After eight years of self-imposed above-the-title retirement, Mel Gibson returns. Craggier, but with the same hair-trigger energy... It’s always seemed, on screen and off, like he might just do anything — it’s his blessing and his curse. Here he’s as dangerous and empathetic as ever. It’s good to have him back.
Of course, in some senses he’s hardly been absent. There have been his third and fourth pictures as director — The Passion Of The Christ, Apocalypto — and a reluctant starring role in the media-warped reality show of his own life; rage, rants and regret. In all this it’s easy to forget just how good Gibson can be — not just as a star, where his charisma has often elevated pedestrian material, but as an actor. Watch his underrated Hamlet, or revisit Martin Riggs in Lethal Weapon — a movie that lives, beyond the quips and squibs, because of his emotional centre. The same can be said for Edge Of Darkness, where he’s dealing with grief again, although wham-bam action and profane bon mots are largely absent in favour of infrequent, brutal violence and furrow-faced exposition. There’s a lot of talk in Edge Of Darkness, some smart, some that feels incessant. Then just when you’re struggling to pay attention, Gibson brings the pain — either with a pistol or his eyes, which carry the same wounded, vulnerable quality they always have, here fully exploited. Craven is damaged goods. A man you suspect was always emotionally stunted is now stunned, trying to process the loss of everything he cared for. He’s attacked by inner demons and haunted by grief — literally, it could be said, as he hears the voice of his late daughter and imagines her there, as a little girl, as he explores her killing. These scenes are, unsurprisingly, the most affecting of the movie. It’s a device lifted, but tweaked, from the ’80s BBC TV series, and while some will find it mawkish, you’ll need to have a stone-cold heart — or be a newspaper journalist — not to be moved.

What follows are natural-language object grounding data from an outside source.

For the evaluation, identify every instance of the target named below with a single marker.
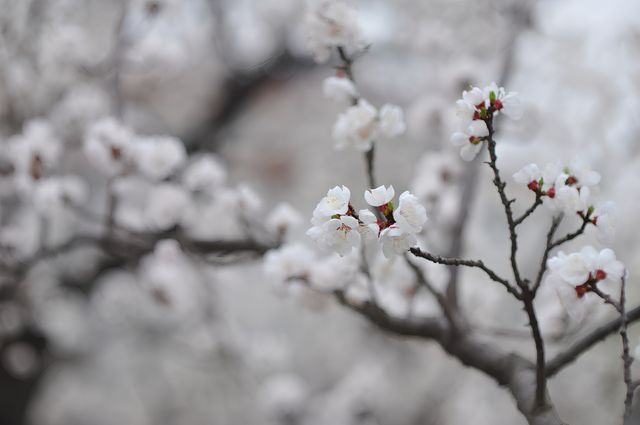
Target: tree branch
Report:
(467, 263)
(570, 354)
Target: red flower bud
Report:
(581, 290)
(601, 274)
(551, 192)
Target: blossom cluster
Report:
(336, 225)
(577, 274)
(333, 24)
(476, 110)
(569, 189)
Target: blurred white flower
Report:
(470, 141)
(159, 157)
(379, 196)
(410, 215)
(330, 24)
(282, 218)
(57, 192)
(205, 174)
(36, 150)
(289, 261)
(392, 122)
(108, 146)
(395, 241)
(166, 206)
(368, 228)
(339, 89)
(506, 103)
(357, 127)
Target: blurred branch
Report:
(571, 354)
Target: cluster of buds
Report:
(476, 110)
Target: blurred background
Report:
(224, 342)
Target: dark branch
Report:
(467, 263)
(571, 354)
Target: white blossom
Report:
(332, 24)
(108, 146)
(159, 157)
(571, 276)
(289, 261)
(506, 103)
(470, 141)
(282, 218)
(336, 202)
(392, 122)
(57, 192)
(379, 196)
(603, 217)
(586, 265)
(339, 89)
(395, 241)
(36, 150)
(357, 127)
(166, 206)
(410, 215)
(368, 228)
(338, 234)
(205, 174)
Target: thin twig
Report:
(547, 250)
(467, 263)
(571, 354)
(500, 186)
(449, 312)
(572, 235)
(530, 210)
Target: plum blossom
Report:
(506, 103)
(396, 241)
(108, 146)
(159, 157)
(166, 206)
(289, 261)
(336, 202)
(338, 234)
(330, 24)
(575, 274)
(379, 196)
(57, 192)
(392, 122)
(357, 127)
(205, 174)
(369, 227)
(339, 89)
(410, 216)
(470, 141)
(539, 180)
(282, 218)
(34, 151)
(603, 217)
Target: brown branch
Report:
(450, 313)
(467, 263)
(500, 186)
(509, 370)
(530, 210)
(547, 250)
(573, 235)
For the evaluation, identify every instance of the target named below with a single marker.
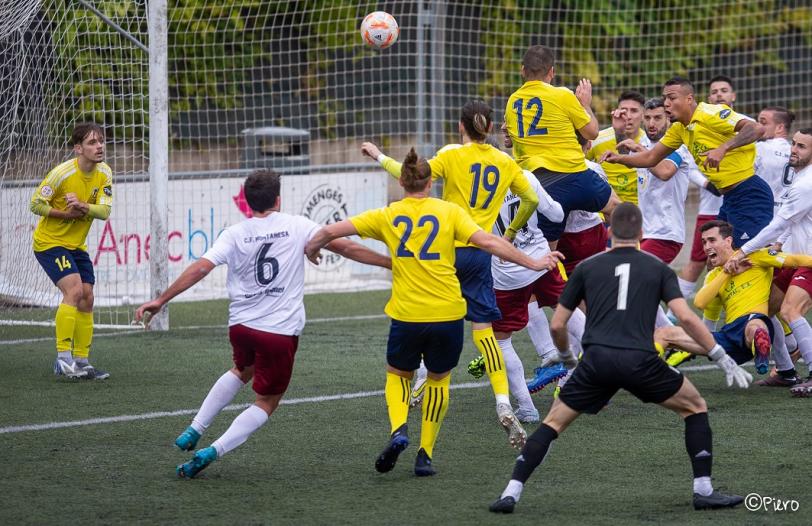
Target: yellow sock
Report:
(435, 405)
(65, 326)
(82, 335)
(494, 362)
(397, 392)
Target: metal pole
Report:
(421, 79)
(158, 155)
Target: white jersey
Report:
(662, 203)
(580, 220)
(795, 206)
(772, 157)
(709, 204)
(265, 258)
(529, 239)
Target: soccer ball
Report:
(379, 30)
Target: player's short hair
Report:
(680, 81)
(722, 78)
(415, 172)
(781, 115)
(725, 228)
(632, 95)
(476, 118)
(538, 60)
(261, 190)
(653, 104)
(627, 222)
(83, 130)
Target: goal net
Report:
(290, 86)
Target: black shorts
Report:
(604, 370)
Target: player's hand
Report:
(611, 157)
(584, 93)
(370, 150)
(151, 307)
(631, 146)
(713, 158)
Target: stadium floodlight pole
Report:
(118, 28)
(158, 155)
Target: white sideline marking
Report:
(181, 412)
(137, 330)
(238, 407)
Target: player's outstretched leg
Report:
(435, 406)
(220, 395)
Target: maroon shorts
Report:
(577, 246)
(697, 252)
(271, 355)
(513, 303)
(800, 277)
(664, 249)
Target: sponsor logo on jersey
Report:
(326, 205)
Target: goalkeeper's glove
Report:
(733, 373)
(476, 367)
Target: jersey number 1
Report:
(622, 272)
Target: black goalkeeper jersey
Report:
(622, 289)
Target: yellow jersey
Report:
(748, 292)
(420, 234)
(95, 187)
(712, 125)
(477, 178)
(623, 179)
(541, 120)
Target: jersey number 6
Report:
(433, 223)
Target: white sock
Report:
(240, 429)
(789, 339)
(575, 329)
(686, 287)
(780, 354)
(515, 372)
(513, 489)
(221, 394)
(539, 330)
(662, 320)
(703, 486)
(803, 335)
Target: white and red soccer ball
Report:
(379, 30)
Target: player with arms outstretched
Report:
(265, 259)
(619, 354)
(426, 306)
(543, 121)
(477, 177)
(70, 197)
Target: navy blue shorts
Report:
(59, 262)
(749, 208)
(731, 337)
(474, 272)
(439, 343)
(576, 191)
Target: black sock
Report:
(699, 443)
(533, 452)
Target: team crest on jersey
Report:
(326, 205)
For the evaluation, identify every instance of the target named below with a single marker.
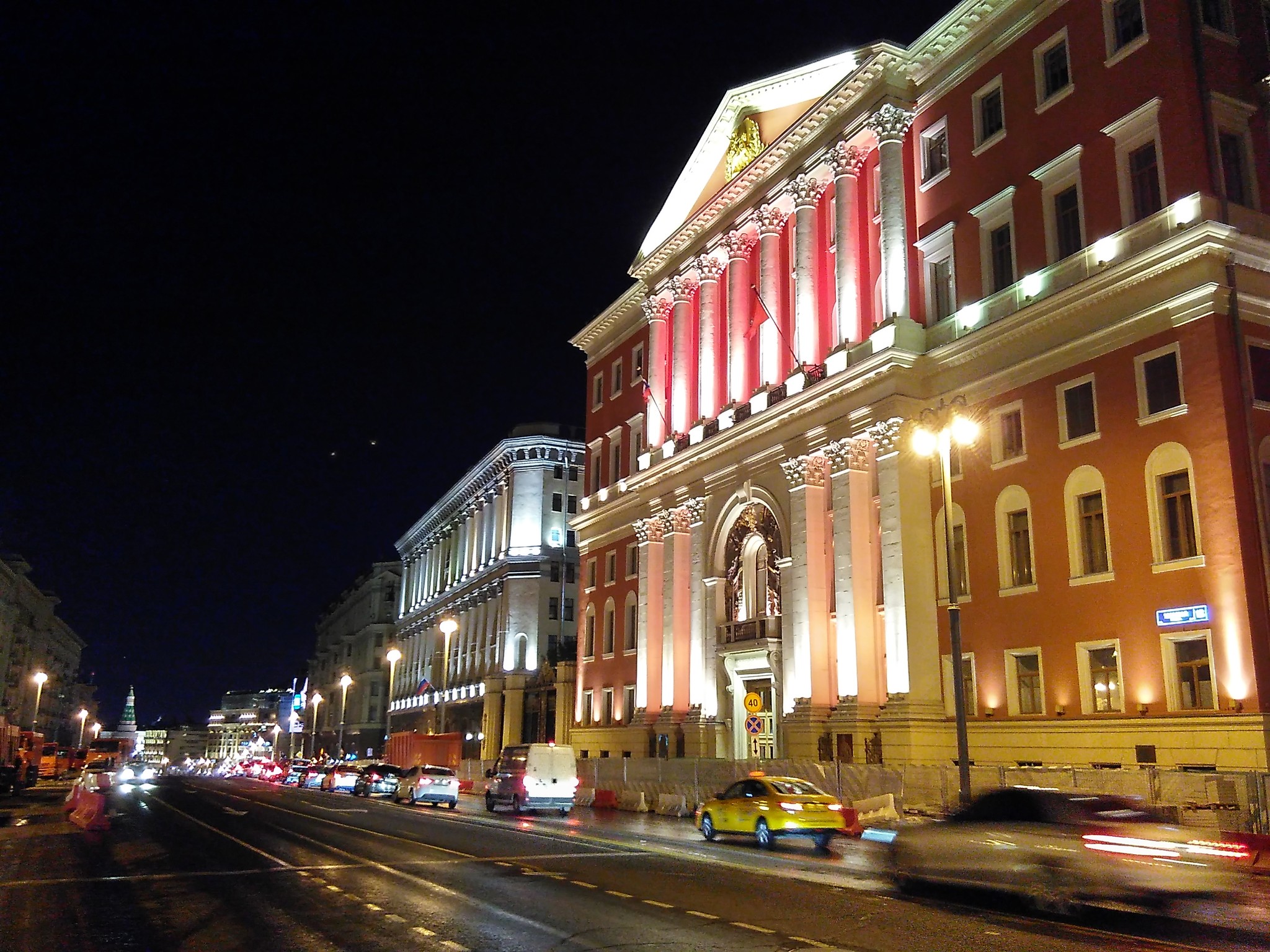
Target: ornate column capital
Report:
(771, 220)
(657, 309)
(709, 268)
(848, 161)
(682, 288)
(890, 123)
(806, 470)
(738, 244)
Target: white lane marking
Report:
(755, 928)
(223, 833)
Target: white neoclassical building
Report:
(494, 555)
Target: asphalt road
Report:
(228, 865)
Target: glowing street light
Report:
(343, 706)
(394, 655)
(448, 626)
(939, 430)
(40, 678)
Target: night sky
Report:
(276, 276)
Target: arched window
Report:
(1089, 535)
(961, 555)
(1171, 508)
(1016, 571)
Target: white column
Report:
(709, 270)
(848, 162)
(683, 392)
(739, 301)
(771, 223)
(807, 325)
(890, 125)
(657, 310)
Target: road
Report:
(228, 865)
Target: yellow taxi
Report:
(766, 808)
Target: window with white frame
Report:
(935, 151)
(988, 108)
(1160, 384)
(1124, 29)
(1189, 671)
(1175, 540)
(1077, 412)
(1089, 541)
(969, 684)
(1062, 205)
(1100, 674)
(1025, 682)
(1009, 444)
(940, 270)
(1140, 163)
(961, 562)
(997, 240)
(1052, 68)
(1015, 547)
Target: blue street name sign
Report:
(1186, 615)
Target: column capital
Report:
(806, 471)
(682, 288)
(807, 192)
(846, 159)
(771, 220)
(657, 309)
(709, 268)
(739, 244)
(890, 123)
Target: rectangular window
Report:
(1001, 248)
(1179, 517)
(1020, 549)
(1094, 539)
(1067, 221)
(1028, 683)
(1105, 678)
(1145, 180)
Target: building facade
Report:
(497, 557)
(33, 639)
(353, 637)
(1047, 209)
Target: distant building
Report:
(33, 639)
(352, 639)
(495, 553)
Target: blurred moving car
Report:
(1062, 850)
(429, 785)
(766, 808)
(534, 777)
(378, 781)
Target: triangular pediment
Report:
(775, 104)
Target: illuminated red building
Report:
(1049, 209)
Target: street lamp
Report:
(40, 678)
(394, 655)
(343, 706)
(448, 626)
(316, 700)
(939, 430)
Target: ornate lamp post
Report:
(939, 430)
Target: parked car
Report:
(378, 781)
(768, 808)
(534, 777)
(1062, 850)
(429, 785)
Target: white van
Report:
(534, 777)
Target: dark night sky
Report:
(238, 240)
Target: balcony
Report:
(753, 630)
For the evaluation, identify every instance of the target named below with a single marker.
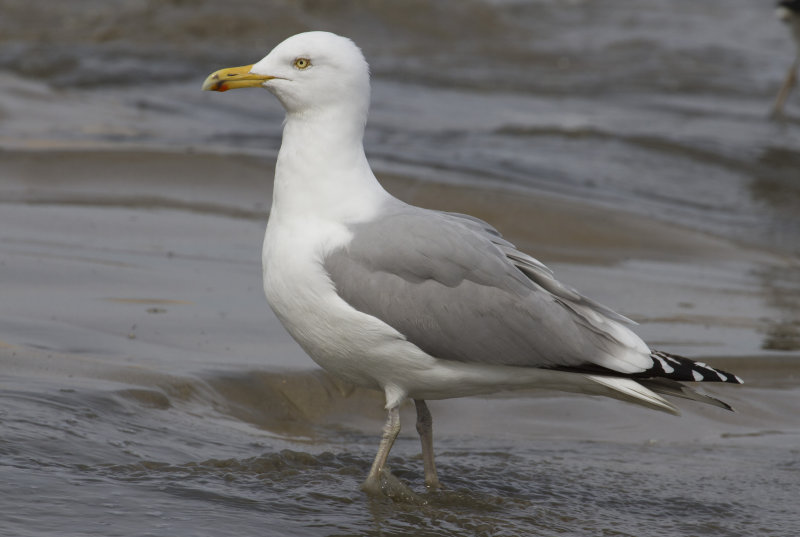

The violence is certainly not soft-focussed, with the initial murder shocking even though it’s expected. Another road-side set-piece is impactful, if somewhat nonsensical, while the obvious use of stunt doubles mars some scenes. It’s hard to know what to make of director Martin Campbell, the man who has twice invigorated Bond (with GoldenEye and Casino Royale) and made the excellent The Mask Of Zorro, yet allows shoddy workmanship akin to the stage-bound ice travesty of his own Vertical Limit. This is obviously a passion project for him, having directed the 1985 series, and it has ambition and pretension to substance which is admirable. The original was scripted by the late Troy Kennedy Martin, fuelled by his frustration at a Thatcherite Britain in thrall to American interests. This is similarly suspicious of government and big business, with Huston — who has cornered the market in shifty screen suits — the face of corporate evil. What he’s up to and why isn’t entirely clear — neither is the role of Ray Winstone’s sly spy, Jedburgh — but Gibson’s conviction sells the story. Remember: just because you’re paranoid doesn’t mean they’re not out to get you. Edge Of Darkness may not have a great conspiracy theory, but it’s thankfully no Conspiracy Theory.
An uneven, somewhat meandering thriller is given emotional pull by Mel Gibsons excellent comeback performance. The lethal weapon hasnt lost it.